访问exc.problem_mark以获取 对象。

This object allows you to access attributes

此对象允许您访问属性

  • name
  • 名称
  • column
  • line
  • 线

Hence you can create your own pointer to the issue:

因此,您可以创建自己的指针来解决问题:

pm = exc.problem_mark
print("Your file {} has an issue on line {} at position {}".format(pm.name, pm.line, pm.column))

#9


0  

I wrapped some existing json-related python libraries aiming for being able to use them with yaml as well.

我包装了一些现有的与json相关的python库,旨在能够将它们与yaml一起使用。

The resulting python library mainly wraps ...

由此产生的python库主要包装...

  • jsonschema - a validator for json files against json-schema files, being wrapped to support validating yaml files against json-schema files in yaml-format as well.

    jsonschema - 针对json-schema文件的json文件的验证器,被包装以支持以yaml格式对json-schema文件验证yaml文件。

  • jsonpath-ng - an implementation of JSONPath for python, being wrapped to support JSONPath selection directly on yaml files.

    jsonpath-ng - 用于python的JSONPath实现,被包装以直接在yaml文件上支持JSONPath选择。

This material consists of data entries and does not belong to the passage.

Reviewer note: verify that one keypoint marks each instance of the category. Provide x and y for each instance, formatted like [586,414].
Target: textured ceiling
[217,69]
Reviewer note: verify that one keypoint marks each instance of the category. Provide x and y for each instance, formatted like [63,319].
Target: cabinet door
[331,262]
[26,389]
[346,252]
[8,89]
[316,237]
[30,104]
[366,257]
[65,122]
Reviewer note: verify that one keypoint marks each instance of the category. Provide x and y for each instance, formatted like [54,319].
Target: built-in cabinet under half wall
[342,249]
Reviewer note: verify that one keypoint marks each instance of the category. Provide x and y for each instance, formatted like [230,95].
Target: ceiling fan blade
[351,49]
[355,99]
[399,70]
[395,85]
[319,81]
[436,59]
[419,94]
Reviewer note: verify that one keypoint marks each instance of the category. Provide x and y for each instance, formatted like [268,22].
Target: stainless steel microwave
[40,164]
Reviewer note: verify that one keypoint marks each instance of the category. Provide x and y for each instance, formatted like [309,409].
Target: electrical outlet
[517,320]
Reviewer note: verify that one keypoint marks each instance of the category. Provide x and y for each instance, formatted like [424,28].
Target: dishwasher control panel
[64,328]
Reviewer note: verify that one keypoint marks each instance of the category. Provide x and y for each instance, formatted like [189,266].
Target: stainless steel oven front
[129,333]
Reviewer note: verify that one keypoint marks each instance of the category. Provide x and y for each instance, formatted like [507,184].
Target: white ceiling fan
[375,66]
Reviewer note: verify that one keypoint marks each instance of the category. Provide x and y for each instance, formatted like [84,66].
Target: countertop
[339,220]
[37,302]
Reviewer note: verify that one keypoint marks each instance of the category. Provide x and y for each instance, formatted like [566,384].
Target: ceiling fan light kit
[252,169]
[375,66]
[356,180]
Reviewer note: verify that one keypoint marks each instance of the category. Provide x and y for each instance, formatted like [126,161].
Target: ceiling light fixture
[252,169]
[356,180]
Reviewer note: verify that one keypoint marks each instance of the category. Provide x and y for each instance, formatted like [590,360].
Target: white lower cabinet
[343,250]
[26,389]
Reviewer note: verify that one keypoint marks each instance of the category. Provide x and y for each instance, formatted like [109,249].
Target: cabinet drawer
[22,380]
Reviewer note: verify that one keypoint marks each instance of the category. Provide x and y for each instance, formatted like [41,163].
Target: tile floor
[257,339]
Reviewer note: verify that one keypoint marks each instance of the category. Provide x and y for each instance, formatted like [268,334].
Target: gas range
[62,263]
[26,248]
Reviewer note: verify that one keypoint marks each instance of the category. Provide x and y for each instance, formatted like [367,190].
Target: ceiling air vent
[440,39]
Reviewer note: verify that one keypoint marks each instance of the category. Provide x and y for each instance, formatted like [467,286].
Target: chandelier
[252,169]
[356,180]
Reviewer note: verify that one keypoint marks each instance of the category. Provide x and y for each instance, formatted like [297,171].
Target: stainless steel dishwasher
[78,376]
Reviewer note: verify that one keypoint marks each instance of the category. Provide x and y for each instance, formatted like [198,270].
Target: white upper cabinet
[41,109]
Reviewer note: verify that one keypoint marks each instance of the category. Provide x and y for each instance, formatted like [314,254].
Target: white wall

... and is available on github:

...并且可以在github上找到:

https://github.com/yaccob/ytools

https://github.com/yaccob/ytools

It can be installed using pip:

它可以使用pip安装:

pip install ytools

pip安装ytools

Validation example (from https://github.com/yaccob/ytools#validation):

验证示例(来自https://github.com/yaccob/ytools#validation):

import ytools
ytools.validate("test/sampleschema.yaml", ["test/sampledata.yaml"])

What you don't get out of the box yet, is validating against external schemas that are in yaml format as well.

你还没有开箱即用,也在验证yaml格式的外部架构。

ytools is not providing anything that hasn't existed before - it just makes the application of some existing solutions more flexible and more convenient.

ytools没有提供以前不存在的任何东西 - 它只是使一些现有解决方案的应用更加灵活和方便。